AMOR, SÓ SE FOR INCONDICIONAL
Nenhum tema fascina mais nem é capaz de despertar reações tão imprevisíveis de admiração, inveja, preconceito, espanto, humilhação, ódio, veneração, euforia, delírio, estupor, idolatria, submissão e loucura.
Cada um ama do seu jeito, e a maior bobagem é aconselhar alguém a como proceder ao bater de frente com ele. Então, nunca digas que o amor é cego, só porque ele te cega.
Como ocorre com todos os sentimentos complexos, sempre estamos disponíveis para dizer o que julgamos adequado em cada situação, completamente relaxados na nossa condição de juízes afetivamente descomprometidos. Numa espécie de punição dos deuses que mistura ironia com deboche e castigo, nem nos reconhecemos quando caímos na teia, sempre de tocaia, que o amor verdadeiro não se anuncia.
A literatura está cheia de amores que se excederam, perderam a noção do ridículo ou, para mostrar que o amor transcende a razão, quando perceberam que não havia como viver sem ele anteciparam o fim.
A história que inspirou esta crônica é verídica e foi contada pelo professor Silvano Raia, um grande mestre da cirurgia brasileira, responsável pela formação de centenas de cirurgiões, de todas as idades, que estufam o peito para anunciar quem os treinou.
Silvano estava no sexto ano do curso médico, quando era interno do Hospital das Clinicas, em São Paulo. Num plantão noturno, os doutorandos, em ordem alfabética, recebiam os pacientes admitidos em ordem de chegada. Foi assim que ele teve o azar de receber um menino pequeno, sangrando bastante com um ferimento na língua. Não bastasse a enorme dificuldade de conter o capetinha, que gritava, esperneava e mordia os dedos do cirurgião, ainda teve de acompanhar a paciente destinada a sua colega, vizinha de box, futura ginecologista, que recebera o caso dos sonhos para um projeto ambicioso de cirurgião, porque todos os grandes no futuro nunca tiveram dúvidas de que o seriam.
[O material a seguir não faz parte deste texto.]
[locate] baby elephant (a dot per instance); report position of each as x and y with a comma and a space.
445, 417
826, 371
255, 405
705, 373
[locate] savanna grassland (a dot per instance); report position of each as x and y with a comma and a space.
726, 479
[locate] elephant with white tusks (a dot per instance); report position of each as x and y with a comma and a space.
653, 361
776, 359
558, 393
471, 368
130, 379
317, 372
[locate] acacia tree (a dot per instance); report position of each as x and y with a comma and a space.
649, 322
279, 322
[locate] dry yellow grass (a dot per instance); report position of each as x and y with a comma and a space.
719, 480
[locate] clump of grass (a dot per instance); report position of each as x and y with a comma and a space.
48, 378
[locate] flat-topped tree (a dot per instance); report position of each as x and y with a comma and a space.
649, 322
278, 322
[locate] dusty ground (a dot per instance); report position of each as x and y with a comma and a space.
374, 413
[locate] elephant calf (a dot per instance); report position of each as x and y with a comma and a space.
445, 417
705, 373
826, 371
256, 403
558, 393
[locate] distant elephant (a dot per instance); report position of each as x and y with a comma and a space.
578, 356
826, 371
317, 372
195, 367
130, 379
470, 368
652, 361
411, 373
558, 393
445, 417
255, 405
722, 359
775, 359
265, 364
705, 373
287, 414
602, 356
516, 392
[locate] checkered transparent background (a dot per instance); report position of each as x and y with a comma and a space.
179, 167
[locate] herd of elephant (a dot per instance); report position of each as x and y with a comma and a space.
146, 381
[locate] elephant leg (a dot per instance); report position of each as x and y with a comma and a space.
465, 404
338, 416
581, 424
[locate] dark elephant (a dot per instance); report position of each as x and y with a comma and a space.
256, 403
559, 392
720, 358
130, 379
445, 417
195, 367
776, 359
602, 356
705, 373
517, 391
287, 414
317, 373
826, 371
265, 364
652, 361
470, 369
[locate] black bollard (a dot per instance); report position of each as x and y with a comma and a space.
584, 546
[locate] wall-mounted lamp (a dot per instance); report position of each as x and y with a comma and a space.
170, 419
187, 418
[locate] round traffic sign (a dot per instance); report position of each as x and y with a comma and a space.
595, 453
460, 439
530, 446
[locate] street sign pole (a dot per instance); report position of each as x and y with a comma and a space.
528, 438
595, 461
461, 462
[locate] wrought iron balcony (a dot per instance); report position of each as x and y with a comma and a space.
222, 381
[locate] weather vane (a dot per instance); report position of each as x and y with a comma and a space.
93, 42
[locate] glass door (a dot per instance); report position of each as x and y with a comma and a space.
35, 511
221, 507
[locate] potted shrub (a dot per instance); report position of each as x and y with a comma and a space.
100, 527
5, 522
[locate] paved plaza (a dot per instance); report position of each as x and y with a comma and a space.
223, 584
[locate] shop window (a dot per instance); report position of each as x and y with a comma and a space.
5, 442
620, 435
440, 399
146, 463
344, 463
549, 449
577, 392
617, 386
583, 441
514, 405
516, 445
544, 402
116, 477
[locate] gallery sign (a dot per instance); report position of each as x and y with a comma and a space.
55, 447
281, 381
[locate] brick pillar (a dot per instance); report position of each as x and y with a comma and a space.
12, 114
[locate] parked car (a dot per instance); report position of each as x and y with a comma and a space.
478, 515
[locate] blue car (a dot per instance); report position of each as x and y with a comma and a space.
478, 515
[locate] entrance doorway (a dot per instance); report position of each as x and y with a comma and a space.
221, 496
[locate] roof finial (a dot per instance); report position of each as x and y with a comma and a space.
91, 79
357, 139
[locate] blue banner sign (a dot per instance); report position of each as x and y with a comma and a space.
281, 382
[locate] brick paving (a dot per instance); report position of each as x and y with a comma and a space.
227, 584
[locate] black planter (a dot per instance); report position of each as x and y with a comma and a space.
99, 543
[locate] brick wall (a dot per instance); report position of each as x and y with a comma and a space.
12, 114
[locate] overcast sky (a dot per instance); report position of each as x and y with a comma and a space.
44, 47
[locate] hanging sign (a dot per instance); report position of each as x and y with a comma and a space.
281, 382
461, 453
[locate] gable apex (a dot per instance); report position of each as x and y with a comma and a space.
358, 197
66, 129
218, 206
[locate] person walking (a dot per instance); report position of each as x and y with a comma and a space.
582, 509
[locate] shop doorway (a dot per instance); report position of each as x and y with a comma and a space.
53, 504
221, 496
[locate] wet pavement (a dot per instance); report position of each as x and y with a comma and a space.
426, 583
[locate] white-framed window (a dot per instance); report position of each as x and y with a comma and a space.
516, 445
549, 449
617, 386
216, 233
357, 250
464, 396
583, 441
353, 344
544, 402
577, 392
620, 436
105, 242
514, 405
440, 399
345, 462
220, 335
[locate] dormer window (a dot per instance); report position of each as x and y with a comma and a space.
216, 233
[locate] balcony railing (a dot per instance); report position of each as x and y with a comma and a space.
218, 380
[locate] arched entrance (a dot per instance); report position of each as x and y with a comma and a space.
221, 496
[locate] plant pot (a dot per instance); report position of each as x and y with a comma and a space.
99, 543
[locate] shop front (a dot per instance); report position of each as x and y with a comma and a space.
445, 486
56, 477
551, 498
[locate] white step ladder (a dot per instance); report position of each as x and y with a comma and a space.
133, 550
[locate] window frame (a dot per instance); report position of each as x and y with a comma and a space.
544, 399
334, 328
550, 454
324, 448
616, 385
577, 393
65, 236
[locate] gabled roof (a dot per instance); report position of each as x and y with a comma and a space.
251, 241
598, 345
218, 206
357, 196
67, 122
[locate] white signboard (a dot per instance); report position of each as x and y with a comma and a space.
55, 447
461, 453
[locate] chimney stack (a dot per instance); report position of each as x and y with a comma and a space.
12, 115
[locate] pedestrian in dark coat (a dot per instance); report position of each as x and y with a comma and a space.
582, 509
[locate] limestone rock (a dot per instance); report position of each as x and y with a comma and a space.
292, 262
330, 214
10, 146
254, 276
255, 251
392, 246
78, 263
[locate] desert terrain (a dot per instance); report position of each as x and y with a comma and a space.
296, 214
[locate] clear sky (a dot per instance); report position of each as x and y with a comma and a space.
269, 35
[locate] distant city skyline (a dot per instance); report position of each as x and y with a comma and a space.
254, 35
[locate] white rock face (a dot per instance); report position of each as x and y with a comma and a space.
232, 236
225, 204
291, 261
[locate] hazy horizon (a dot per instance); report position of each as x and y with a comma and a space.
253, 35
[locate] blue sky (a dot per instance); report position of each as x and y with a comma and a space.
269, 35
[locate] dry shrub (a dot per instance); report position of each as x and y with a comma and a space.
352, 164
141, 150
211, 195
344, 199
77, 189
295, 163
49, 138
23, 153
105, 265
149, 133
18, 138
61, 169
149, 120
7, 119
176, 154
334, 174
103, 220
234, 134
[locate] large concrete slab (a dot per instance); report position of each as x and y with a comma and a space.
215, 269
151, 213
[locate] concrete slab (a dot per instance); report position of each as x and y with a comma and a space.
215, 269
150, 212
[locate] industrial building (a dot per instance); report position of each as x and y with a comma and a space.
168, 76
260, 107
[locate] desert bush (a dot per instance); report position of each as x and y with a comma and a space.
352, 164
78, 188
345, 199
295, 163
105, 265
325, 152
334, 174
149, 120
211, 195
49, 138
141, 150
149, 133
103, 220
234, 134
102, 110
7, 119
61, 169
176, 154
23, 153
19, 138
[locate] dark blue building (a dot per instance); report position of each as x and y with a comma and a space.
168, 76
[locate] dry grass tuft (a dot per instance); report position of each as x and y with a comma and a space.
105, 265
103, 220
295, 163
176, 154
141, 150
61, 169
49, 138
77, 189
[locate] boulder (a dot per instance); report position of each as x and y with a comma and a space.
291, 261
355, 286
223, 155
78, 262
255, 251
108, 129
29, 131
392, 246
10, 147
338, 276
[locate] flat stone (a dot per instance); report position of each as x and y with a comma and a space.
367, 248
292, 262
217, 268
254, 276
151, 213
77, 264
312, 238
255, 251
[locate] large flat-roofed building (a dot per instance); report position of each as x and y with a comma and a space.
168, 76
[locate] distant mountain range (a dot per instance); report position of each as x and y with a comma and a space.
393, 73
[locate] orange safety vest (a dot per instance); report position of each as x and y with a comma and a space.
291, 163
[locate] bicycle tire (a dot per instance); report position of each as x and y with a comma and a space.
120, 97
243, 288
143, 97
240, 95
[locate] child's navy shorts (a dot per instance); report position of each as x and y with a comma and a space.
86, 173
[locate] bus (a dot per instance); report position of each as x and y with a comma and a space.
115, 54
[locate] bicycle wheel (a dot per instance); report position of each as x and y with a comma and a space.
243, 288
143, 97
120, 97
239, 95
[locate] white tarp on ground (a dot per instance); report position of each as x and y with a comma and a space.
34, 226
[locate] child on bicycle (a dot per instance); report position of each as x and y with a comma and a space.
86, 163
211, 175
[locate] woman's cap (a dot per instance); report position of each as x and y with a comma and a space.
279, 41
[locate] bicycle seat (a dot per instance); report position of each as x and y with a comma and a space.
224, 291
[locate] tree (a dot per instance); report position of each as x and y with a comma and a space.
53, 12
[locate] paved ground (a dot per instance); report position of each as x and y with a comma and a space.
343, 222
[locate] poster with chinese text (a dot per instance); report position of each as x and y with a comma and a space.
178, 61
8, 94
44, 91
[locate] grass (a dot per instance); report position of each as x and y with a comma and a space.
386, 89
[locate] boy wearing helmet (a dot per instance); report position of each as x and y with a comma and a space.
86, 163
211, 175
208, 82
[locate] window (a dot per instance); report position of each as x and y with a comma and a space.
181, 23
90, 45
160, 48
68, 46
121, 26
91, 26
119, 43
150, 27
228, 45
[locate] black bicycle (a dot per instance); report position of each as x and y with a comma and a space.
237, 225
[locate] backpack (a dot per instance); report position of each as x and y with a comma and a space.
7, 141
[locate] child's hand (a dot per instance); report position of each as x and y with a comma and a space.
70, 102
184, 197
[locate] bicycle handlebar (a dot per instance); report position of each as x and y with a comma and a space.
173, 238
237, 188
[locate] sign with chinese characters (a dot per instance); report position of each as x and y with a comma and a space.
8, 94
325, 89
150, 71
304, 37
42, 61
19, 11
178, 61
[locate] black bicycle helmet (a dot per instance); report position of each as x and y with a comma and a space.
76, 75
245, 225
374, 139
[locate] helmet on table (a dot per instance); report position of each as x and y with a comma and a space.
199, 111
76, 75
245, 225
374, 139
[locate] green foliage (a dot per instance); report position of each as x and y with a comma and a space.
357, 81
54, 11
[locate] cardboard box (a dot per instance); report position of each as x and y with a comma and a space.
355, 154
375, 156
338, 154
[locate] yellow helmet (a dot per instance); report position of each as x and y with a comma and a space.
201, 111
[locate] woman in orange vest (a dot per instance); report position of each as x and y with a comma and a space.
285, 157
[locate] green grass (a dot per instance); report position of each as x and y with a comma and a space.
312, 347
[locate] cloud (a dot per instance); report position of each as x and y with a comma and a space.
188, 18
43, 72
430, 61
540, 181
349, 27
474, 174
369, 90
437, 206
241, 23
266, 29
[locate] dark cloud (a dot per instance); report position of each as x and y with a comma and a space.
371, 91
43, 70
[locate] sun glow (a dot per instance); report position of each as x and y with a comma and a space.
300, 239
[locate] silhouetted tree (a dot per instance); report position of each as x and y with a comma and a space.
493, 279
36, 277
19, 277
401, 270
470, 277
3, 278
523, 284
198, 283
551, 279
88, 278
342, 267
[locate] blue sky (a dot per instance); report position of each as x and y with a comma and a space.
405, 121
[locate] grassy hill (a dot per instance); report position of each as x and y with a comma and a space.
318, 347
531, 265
Tratava-se de uma mulher jovem e bonita, que fora agredida com uma navalhada, causando um longo corte superficial nas costas, do ombro direito até a região ilíaca esquerda. Aquele tipo de lesão, pela maior exigência técnica, sempre parecerá mais desafiadora a um aprendiz. Triste com a tarefa que lhe coubera de suturar a língua da criança rebelde, observava invejoso sua colega que atendia a jovem morena na mesa de mármore ao lado, a dois metros de distância. Assim, não pôde evitar de ouvir o diálogo que se estabeleceu entre ambas: "Minha filha, quem foi que fez isso em você?".
" Ah, doutora, foi o meu homem, o Mexerica. A polícia está dando em cima do nosso trabalho na Avenida Paulista, a renda diminui, e ele fica furioso".
A doutora encheu o peito, e fez aos brados o seguinte discurso : "Que você se prostitua já é uma miséria. Pior ainda que você dê o resultado do seu trabalho ignóbil a um homem. Ainda mais para um FDP, que faz isso em você".
A paciente não respondeu. Passados alguns minutos, a doutora insistiu: "Então, você não diz nada?".
E para surpresa dele, da doutora e de todos os que puderam ouvir, a paciente respondeu: "Doutora, não adianta lhe explicar, a senhora não conhece o Mexerica!".